Mike Mignola created Hellboy in March 1993 in a promotional sketch, then published the first mini-series, Hellboy: Seed of Destruction, in four issues from March to June 1994 at Dark Horse Comics. The franchise spans 17 mini-series between 1994 and 2026, plus the B.P.R.D. spinoff launched in 2003 (60 mini-series). Cumulative sales top 8 million copies as of the end of 2025.
Why did Dark Horse lose Star Wars in 2015?
Disney acquired Lucasfilm in October 2012 for $4.05 billion. Disney already owned Marvel Comics since 2009. Group logic demanded consolidation: the Star Wars comics license moved back to Marvel starting January 2015. Dark Horse had published Star Wars from 1991 to 2014 — 23 years and more than 100 series and mini-series. The loss represented roughly 35% of Dark Horse's annual revenue.
How much did Embracer Group pay for Dark Horse?
Embracer Group announced the acquisition of Dark Horse Media on December 28, 2021 for approximately $50 million in cash and Embracer stock. The deal closed in March 2022. Mike Richardson remained president of Dark Horse Comics. Headquarters stayed in Milwaukie, Oregon. Embracer entered a severe financial crisis in May 2023 (the collapse of a $2 billion Saudi deal), but Dark Horse was preserved through the restructuring.
What is the value of Dark Horse Aliens #1?
Aliens #1, published in May 1988 by Dark Horse Comics, written by Mark Verheiden and illustrated by Mark A. Nelson, sells for between €350 and €500 in CGC 9.8 in early 2026, based on closed eBay sales. In raw Near Mint (ungraded), prices range from €80 to €150. The issue had a print run of 220,000 copies, which keeps the value moderate despite its historical significance.
What is the difference between Dark Horse and Image Comics?
Image Comics, founded in February 1992 by seven Marvel dissidents (Todd McFarlane, Jim Lee, Rob Liefeld, Marc Silvestri, Erik Larsen, Jim Valentino, and Whilce Portacio), gives creators 100% of their rights with zero editorial interference. Dark Horse, founded in 1986 by Mike Richardson, occupies a middle ground: negotiated rights participation on certain series, full editorial services, and film licensing expertise (Star Wars, Aliens, Predator) that Image has never pursued.
What Dark Horse comics should collectors prioritize?
Four key areas: Hellboy by Mike Mignola (Seed of Destruction 1994, Wake the Devil 1996, ongoing through 2026), Sin City by Frank Miller (7 mini-series 1991–2000), 300 by Frank Miller (5-issue mini-series 1998), and Aliens and Predator from the original 1988–1990 mini-series. For licensed titles: Star Wars Dark Empire 1991, Knights of the Old Republic 2006, Legacy 2006. For TV continuations: Buffy Season 8 (2007).

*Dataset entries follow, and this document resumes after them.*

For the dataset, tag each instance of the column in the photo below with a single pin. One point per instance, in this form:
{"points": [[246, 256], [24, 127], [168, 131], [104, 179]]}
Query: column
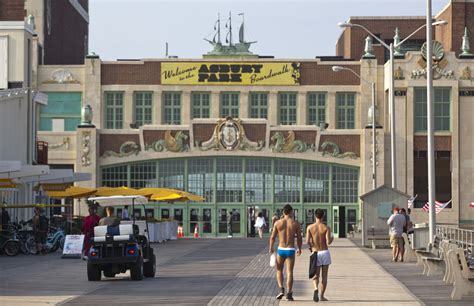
{"points": [[215, 104], [331, 110], [128, 111], [273, 108], [157, 99], [186, 108], [244, 104], [302, 103]]}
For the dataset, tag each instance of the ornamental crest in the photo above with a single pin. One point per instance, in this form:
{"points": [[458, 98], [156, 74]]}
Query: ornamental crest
{"points": [[439, 63], [229, 134]]}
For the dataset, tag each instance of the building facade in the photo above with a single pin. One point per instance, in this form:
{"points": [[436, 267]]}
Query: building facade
{"points": [[251, 134]]}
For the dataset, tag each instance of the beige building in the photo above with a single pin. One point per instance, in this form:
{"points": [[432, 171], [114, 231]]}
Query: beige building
{"points": [[251, 134]]}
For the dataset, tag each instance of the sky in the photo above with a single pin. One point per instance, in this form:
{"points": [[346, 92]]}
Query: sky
{"points": [[137, 29]]}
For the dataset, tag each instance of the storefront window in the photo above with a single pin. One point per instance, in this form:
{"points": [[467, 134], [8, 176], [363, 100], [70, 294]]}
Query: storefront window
{"points": [[258, 181], [143, 108]]}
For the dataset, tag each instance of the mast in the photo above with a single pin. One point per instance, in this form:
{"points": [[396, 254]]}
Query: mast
{"points": [[230, 28], [218, 28], [241, 30]]}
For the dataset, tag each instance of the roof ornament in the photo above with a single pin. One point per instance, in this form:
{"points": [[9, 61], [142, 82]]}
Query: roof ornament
{"points": [[396, 41], [368, 50], [238, 49], [466, 51]]}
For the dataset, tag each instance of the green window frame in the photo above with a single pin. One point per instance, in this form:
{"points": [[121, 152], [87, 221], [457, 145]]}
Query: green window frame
{"points": [[258, 105], [345, 110], [316, 108], [114, 110], [61, 105], [230, 104], [172, 108], [201, 105], [287, 107], [143, 108], [442, 109]]}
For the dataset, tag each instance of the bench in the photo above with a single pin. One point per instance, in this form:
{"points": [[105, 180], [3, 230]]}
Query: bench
{"points": [[374, 235], [463, 277], [446, 246], [123, 232], [433, 258], [409, 251]]}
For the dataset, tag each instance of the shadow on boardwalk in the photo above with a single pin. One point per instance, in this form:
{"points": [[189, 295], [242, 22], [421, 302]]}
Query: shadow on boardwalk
{"points": [[430, 290]]}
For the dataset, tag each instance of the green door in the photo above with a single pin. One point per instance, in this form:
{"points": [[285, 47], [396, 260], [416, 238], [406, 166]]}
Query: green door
{"points": [[232, 222]]}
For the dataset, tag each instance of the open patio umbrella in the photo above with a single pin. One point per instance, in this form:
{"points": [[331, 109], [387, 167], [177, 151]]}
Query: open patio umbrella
{"points": [[121, 191], [169, 194]]}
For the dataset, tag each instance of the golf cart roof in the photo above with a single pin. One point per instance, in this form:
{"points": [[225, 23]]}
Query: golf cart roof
{"points": [[119, 200]]}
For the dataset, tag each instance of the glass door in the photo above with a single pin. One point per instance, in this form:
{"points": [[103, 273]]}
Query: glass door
{"points": [[229, 222], [335, 221]]}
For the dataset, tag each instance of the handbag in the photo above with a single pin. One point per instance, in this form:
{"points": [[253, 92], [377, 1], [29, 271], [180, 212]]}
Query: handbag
{"points": [[313, 260]]}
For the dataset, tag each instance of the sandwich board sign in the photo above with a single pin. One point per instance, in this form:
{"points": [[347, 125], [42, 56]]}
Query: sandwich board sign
{"points": [[73, 246]]}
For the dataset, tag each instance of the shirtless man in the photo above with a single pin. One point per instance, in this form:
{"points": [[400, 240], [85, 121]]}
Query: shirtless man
{"points": [[286, 229], [318, 237]]}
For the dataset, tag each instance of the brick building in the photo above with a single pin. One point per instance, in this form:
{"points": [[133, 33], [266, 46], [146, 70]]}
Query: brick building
{"points": [[251, 134]]}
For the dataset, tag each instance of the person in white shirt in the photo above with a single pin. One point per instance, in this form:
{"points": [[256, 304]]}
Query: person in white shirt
{"points": [[396, 222], [259, 224], [125, 213]]}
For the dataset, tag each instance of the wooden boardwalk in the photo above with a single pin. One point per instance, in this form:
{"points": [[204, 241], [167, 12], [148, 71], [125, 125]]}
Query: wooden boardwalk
{"points": [[254, 285]]}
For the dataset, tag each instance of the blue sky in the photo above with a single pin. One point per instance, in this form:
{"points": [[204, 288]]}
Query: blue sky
{"points": [[285, 29]]}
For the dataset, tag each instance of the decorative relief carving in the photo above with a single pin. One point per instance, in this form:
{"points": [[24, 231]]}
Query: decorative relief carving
{"points": [[126, 149], [466, 74], [335, 150], [229, 134], [178, 143], [289, 144], [85, 148], [439, 63], [61, 76], [398, 74], [66, 141]]}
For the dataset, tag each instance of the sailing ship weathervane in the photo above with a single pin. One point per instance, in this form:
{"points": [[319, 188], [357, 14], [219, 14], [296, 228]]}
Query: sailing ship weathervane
{"points": [[238, 49]]}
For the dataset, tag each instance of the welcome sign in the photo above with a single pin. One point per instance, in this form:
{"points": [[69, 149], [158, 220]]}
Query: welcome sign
{"points": [[230, 73]]}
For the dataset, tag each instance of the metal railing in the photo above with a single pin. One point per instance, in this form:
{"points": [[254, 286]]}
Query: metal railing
{"points": [[462, 237]]}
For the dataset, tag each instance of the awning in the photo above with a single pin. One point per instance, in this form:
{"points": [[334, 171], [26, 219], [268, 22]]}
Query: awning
{"points": [[9, 166], [57, 176], [26, 171]]}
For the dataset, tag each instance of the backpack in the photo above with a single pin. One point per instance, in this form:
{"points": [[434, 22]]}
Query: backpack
{"points": [[43, 224]]}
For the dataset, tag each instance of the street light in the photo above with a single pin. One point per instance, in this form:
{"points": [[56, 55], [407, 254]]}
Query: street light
{"points": [[391, 84], [372, 85]]}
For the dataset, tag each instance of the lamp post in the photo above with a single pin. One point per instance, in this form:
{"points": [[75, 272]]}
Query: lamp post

Is Dark Horse still publishing in 2026?
Yes. Dark Horse Comics publishes around 350 new issues and 180 graphic novels per year in 2025–2026, employs 95 staff in Milwaukie, Oregon, and generates an estimated $55 million in revenue (based on consolidated Embracer Q3 2025 figures). The publisher maintains its Hellboy, Sin City, Black Hammer, and Umbrella Academy catalog, and signed a publishing partnership with Nintendo in 2024 for Zelda and Mario comics.